Clayton's tone was grave. “Clearly something's happened,” he said.

“There was no attempt,” Danforth told him flatly. “Anna was arrested outside her hotel yesterday morning. I saw it myself. By the time I got to Bannion's place, he'd been arrested too. As they were taking him out, I saw him put something in his mouth. The cyanide. He collapsed in a few seconds.”

Clayton appeared genuinely stricken by this news. “I'm sorry,” he said.

“I don't know where Anna is,” Danforth said. He kept his voice even, and years later, he would recall that at that moment he'd managed to be no less an actor than Anna, merging with his role as a failed conspirator, cool in the wake of failure, giving no hint of the storm inside him.

“This was always a very dangerous action,” Clayton said wearily.

“Then why did you approve it?” Danforth asked.

Even as he spoke, Danforth was mindful of his own failure to stop the plot, but he remained too uncertain of his own footing to reveal that he had wanted to do exactly that. Still, he wondered why Clayton hadn't put a halt to so reckless a scheme early on.

“Because I'm as susceptible to the grand action as anyone else, I suppose,” Clayton answered. “And Bannion was sure that Rache could supply the sort of inside information that might make it possible.”

“The security system around Hitler, that all came from Rache?” Danforth asked.

“Yes,” Clayton answered. He glanced toward the front of the room, where a gust of wind had suddenly sent a sheet of rain loudly against the window. “Rache had saved Bannion's life in Spain.” He looked at Danforth. “You trust a man who saves your life.” He shrugged. “But maybe Bannion shouldn't have trusted Rache with his life this time.”

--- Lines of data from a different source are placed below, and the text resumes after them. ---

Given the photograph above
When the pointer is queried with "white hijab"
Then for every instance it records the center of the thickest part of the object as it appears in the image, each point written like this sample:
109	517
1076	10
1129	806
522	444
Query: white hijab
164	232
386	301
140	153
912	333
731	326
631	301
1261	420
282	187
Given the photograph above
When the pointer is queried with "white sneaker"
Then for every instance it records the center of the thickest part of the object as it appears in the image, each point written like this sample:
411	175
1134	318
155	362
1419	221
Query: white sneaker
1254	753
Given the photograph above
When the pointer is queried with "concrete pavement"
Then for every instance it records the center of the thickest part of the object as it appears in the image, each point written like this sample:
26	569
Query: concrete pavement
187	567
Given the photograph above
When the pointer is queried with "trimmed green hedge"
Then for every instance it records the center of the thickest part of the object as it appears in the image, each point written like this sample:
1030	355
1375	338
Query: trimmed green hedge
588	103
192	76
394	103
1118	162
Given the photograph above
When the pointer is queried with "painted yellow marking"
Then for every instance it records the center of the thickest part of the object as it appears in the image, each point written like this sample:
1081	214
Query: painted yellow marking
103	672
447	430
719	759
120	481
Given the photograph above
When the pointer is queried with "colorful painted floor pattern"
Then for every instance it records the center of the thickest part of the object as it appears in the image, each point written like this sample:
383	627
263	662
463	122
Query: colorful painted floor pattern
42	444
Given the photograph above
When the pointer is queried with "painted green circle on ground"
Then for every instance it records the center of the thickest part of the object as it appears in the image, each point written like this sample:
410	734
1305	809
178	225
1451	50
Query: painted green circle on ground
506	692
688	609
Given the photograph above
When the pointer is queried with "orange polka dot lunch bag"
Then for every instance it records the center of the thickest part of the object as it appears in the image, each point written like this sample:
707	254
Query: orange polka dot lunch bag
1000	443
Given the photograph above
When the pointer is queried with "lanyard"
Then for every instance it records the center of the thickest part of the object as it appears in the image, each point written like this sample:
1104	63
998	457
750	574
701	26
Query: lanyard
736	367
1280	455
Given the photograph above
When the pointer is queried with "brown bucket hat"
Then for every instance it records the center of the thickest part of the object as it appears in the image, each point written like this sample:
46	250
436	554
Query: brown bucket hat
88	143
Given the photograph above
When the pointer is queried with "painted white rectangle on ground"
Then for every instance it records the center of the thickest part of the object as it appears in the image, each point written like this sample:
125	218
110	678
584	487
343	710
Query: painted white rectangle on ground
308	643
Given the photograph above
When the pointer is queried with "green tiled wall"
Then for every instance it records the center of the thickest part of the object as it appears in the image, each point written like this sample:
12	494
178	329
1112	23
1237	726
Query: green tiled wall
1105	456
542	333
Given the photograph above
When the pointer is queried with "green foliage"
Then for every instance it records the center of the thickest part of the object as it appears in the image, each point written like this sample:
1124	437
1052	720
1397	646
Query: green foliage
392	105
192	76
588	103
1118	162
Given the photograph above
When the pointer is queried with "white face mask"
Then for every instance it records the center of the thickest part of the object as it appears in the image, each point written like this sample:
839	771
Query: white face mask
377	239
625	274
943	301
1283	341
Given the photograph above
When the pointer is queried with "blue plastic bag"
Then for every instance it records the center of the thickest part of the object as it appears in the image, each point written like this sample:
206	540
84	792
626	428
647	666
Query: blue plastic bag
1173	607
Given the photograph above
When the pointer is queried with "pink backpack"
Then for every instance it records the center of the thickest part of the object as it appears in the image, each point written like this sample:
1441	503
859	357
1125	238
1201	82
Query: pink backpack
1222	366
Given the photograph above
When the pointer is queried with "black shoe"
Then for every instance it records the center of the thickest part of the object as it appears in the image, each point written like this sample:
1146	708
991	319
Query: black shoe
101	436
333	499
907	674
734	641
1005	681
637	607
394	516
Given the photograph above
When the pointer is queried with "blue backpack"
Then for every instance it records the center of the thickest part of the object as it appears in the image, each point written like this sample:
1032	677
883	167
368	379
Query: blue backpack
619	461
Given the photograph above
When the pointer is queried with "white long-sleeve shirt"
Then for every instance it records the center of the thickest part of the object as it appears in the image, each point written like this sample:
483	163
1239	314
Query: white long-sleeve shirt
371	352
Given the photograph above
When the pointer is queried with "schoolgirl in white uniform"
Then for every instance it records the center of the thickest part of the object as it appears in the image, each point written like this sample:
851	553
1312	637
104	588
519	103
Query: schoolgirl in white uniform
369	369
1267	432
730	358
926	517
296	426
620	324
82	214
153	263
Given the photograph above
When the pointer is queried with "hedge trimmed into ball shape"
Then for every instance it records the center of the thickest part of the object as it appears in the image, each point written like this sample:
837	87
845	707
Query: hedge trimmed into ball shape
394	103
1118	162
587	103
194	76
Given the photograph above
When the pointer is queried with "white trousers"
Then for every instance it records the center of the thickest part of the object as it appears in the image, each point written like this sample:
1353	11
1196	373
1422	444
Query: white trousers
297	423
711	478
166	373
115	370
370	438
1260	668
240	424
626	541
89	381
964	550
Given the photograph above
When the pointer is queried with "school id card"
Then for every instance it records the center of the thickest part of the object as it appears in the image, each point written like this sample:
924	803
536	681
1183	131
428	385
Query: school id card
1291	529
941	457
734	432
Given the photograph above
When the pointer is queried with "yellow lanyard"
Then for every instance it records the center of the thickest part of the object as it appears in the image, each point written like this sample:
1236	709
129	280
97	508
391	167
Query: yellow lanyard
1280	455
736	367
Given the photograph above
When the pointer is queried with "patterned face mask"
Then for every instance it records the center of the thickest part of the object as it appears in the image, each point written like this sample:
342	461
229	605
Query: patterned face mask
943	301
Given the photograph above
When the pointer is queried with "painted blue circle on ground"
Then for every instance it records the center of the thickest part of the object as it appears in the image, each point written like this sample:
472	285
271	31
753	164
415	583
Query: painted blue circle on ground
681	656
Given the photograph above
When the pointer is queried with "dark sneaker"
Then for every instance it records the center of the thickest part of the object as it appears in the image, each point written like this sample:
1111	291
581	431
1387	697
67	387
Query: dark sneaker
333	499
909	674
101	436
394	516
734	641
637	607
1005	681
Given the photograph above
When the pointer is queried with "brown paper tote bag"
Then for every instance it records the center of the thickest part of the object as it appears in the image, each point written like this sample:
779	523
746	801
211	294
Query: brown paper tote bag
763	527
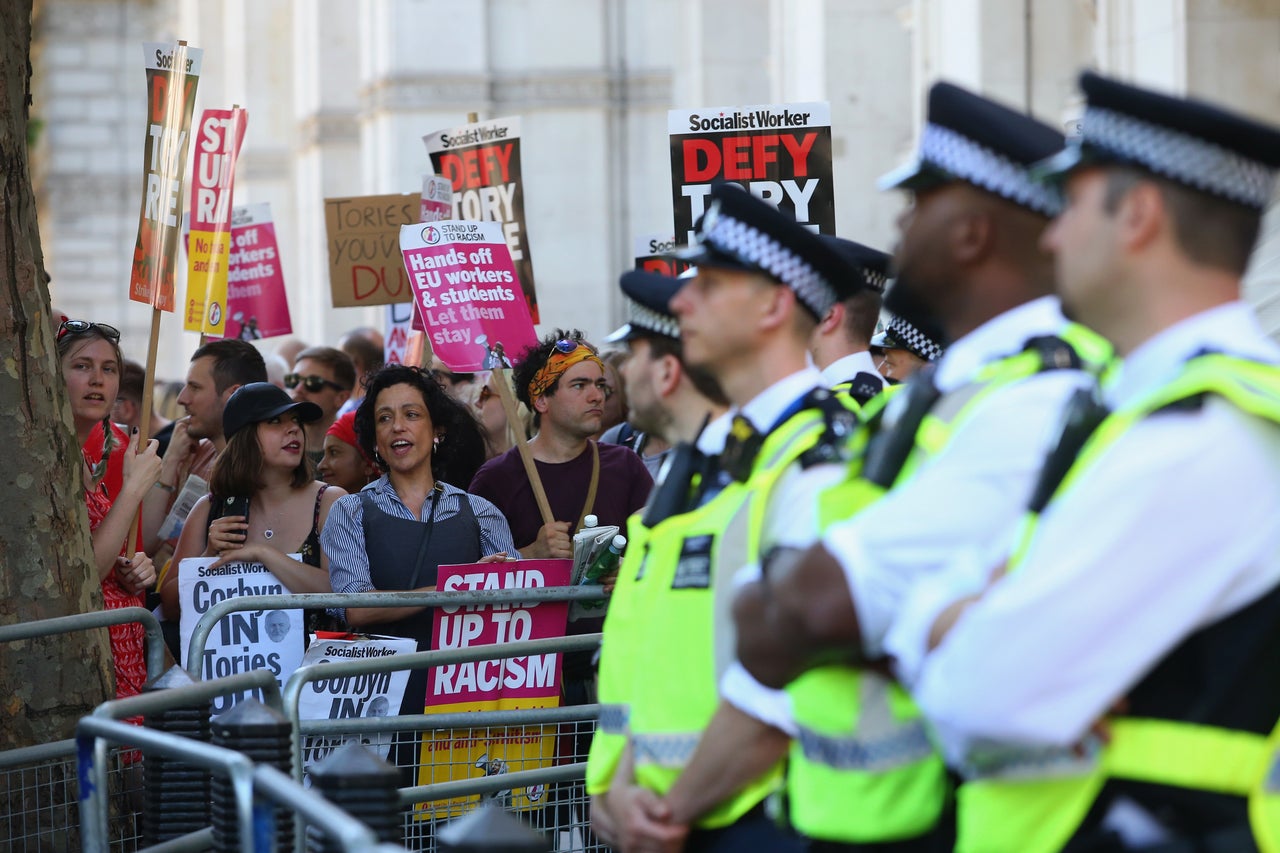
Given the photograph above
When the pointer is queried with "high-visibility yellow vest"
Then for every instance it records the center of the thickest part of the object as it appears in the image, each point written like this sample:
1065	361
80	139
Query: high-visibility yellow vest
690	562
615	670
1036	802
862	769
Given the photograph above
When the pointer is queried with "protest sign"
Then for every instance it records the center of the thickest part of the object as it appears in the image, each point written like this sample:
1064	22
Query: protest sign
481	163
257	304
437	200
466	292
778	151
241	642
652	255
519	683
400	318
218	141
365	265
173	72
375	694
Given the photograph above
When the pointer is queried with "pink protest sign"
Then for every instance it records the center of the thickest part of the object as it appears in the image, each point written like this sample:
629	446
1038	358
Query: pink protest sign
513	683
467	292
256	302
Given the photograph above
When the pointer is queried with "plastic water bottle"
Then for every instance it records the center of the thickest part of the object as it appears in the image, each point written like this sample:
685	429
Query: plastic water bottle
607	561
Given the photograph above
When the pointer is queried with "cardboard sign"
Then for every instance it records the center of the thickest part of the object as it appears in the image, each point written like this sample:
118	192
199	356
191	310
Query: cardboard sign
241	642
375	694
481	163
173	73
365	265
467	293
218	141
531	682
650	255
781	153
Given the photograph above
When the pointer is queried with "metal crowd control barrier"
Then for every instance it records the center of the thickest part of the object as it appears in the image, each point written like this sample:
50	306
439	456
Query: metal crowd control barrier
41	779
97	619
246	779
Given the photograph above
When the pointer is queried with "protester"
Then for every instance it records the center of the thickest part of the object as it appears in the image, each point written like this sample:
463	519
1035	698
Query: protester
840	345
344	464
364	346
396	533
615	392
127	410
562	381
499	434
264	463
1136	707
216	370
90	357
327	378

“You think Rache may have betrayed us?” Danforth asked.

“Well, he's the last one standing, isn't he?” Clayton answered. “Except for me, of course.” He gave Danforth a curiously distant glance. “And you.”

“Me?”

Clayton nodded. “I was just wondering why you were released.”

“Because they said my father was a friend of Germany,” Dan-forth told him.

Clayton leaned forward. “Did your father ever know anything about the Project?”

“Absolutely not.”

Clayton seemed to take this at face value. “Then it's Rache we have to suspect, because he was the only one outside our circle.”

“And as far as you know, he hasn't been arrested?”

“As far as I know,” Clayton answered. “But they could fake an arrest. And if they thought we suspected him, they probably would, and with that he'd disappear.” He shrugged. “There's nothing you can do, Tom. The Project is over.” He touched Danforth's hand, as if offering condolence to a mourner. “You should go back to New York.”

Danforth drew back his hand. “I can't,” he said firmly. “Not until I know what happened to Anna.”

That was the moment he betrayed himself, as he understood
immediately. He could see clearly what Clayton saw when he looked at him: it was not his failure to make a mark or to change history that gripped him but his desperate need to find out what had happened to Anna.

“My God,” Clayton said. “You fell in love with her.”

Danforth nodded. “Yes,” he admitted. “Was that your plan?”